A visita da chanceler alemã a Portugal foi a consagração do poder político da Alemanha concedido pelos socialistas e pelos sociais-democratas portugueses. Muito para além do que Angela Merkel disse ou do que “impõe”, a dependência do exterior é um facto com que Portugal convive desde a sua fundação em S. Mamede. Excetuando os períodos áureos das especiarias e do ouro do Brasil, poucos foram os momentos de superavit e de completa independência em relação a credores. A diferença é que a chanceler alemã admite emprestar, mas impõe regras; aprovou o resgate do Estado português, mas com condições que obriga a cumprir, ainda que esmifrando o povo ou pondo em causa a própria soberania do Estado. E este é o problema.
O cumprimento do memorando implica a destruição da economia, o sucumbir das empresas geradoras de riqueza e trabalho. E sem empresas, não há emprego. Pior do que o empobrecimento, motivado a partir do governo, é o desemprego que implica tragédia social, a pobreza e todas as chagas subsequentes.
É inaceitável e ultrajante que o resgate da “troika” implique não apenas o controlo férreo das contas públicas portuguesas, mas inclusive a definição programática do que deve ser feito no país. Mas tudo isto só acontece pela incapacidade dos portugueses. Se o memorando traça um caminho íngreme para Portugal foi porque os nossos governantes foram incompetentes e não souberam dirigir o país.
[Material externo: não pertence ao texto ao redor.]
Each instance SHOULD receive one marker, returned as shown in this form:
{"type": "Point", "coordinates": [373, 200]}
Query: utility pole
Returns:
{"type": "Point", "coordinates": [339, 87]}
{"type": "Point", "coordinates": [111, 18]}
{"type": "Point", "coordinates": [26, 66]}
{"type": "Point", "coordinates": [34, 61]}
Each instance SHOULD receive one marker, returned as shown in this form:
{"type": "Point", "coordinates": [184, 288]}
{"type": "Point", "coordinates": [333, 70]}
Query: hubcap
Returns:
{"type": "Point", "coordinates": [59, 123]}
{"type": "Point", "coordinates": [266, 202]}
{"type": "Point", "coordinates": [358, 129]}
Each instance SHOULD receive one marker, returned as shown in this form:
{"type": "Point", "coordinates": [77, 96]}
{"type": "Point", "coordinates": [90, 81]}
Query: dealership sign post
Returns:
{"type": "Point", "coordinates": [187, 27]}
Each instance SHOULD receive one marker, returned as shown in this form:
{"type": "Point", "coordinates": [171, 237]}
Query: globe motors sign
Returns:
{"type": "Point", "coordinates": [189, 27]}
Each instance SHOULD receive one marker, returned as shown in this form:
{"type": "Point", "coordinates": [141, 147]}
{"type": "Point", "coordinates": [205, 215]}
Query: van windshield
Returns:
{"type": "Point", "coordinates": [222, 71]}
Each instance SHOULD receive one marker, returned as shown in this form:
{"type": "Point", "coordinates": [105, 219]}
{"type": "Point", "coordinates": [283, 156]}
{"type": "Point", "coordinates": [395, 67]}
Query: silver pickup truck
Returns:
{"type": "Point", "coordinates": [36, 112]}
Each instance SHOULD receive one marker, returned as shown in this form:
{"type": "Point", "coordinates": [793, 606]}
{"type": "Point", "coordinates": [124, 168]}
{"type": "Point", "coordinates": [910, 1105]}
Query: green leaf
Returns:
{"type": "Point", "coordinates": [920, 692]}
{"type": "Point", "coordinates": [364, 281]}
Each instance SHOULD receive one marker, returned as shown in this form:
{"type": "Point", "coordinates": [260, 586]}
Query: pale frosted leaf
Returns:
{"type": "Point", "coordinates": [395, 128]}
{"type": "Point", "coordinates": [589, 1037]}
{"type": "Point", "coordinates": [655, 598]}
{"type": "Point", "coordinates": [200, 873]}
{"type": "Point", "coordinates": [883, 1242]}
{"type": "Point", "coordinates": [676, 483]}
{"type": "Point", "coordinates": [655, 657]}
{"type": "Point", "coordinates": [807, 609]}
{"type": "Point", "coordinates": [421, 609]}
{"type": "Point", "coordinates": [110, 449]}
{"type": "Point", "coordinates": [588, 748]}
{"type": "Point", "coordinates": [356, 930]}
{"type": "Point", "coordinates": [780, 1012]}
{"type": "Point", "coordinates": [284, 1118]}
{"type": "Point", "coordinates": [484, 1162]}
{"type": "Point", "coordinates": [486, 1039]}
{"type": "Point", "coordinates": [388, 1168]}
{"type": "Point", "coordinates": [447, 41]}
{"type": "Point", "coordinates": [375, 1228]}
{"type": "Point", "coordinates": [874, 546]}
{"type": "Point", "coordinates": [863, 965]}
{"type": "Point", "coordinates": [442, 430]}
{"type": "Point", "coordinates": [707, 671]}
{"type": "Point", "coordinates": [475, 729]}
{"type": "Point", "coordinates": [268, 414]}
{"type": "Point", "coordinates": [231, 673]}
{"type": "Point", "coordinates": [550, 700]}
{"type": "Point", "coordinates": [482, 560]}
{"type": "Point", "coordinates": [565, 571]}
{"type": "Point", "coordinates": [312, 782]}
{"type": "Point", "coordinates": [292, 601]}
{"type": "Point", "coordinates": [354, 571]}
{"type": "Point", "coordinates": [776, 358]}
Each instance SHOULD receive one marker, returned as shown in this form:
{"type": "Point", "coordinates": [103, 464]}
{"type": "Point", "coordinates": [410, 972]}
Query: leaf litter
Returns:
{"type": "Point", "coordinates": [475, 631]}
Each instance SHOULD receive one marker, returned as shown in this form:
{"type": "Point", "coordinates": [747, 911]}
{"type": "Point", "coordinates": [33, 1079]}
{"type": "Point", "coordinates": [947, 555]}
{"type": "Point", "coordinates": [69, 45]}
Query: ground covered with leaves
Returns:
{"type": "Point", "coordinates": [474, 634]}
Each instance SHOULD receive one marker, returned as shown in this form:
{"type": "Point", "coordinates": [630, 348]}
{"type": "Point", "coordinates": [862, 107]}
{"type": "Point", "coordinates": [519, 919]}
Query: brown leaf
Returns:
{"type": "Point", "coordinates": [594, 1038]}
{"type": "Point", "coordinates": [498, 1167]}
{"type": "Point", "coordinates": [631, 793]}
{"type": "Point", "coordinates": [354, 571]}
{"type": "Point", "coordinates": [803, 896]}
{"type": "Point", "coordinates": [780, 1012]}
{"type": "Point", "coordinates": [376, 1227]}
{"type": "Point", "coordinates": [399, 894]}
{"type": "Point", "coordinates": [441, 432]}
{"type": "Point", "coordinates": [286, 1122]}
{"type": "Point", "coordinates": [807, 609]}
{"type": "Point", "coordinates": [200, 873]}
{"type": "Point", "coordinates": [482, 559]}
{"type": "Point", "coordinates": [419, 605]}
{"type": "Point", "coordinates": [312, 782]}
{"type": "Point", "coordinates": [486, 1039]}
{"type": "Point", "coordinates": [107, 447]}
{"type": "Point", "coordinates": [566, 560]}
A demonização dos alemães saiu para a rua. Mas será por culpa deles que se criou este sentimento tão negativo contra os germânicos e, em especial, contra a sua chanceler? (Ah! Sim! Claro… os alemães emprestaram ou autorizaram que a “troika” emprestasse mais de 70 mil milhões de euros que têm servido para pagar aos fornecedores e aos funcionários públicos e assim sair da bancarrota porque são agiotas. E além disso são desde há muitos anos os grandes exploradores de Portugal – exploraram o país, como ninguém, quando aqui instalaram empresas e criaram empregos aos milhares; exploraram o país quando aqui fizeram centros tecnológicos como o da Siemens; exploraram o país quando aqui fizeram investimentos com grande impacto no trabalho e com efeito multiplicador, como a Autoeuropa).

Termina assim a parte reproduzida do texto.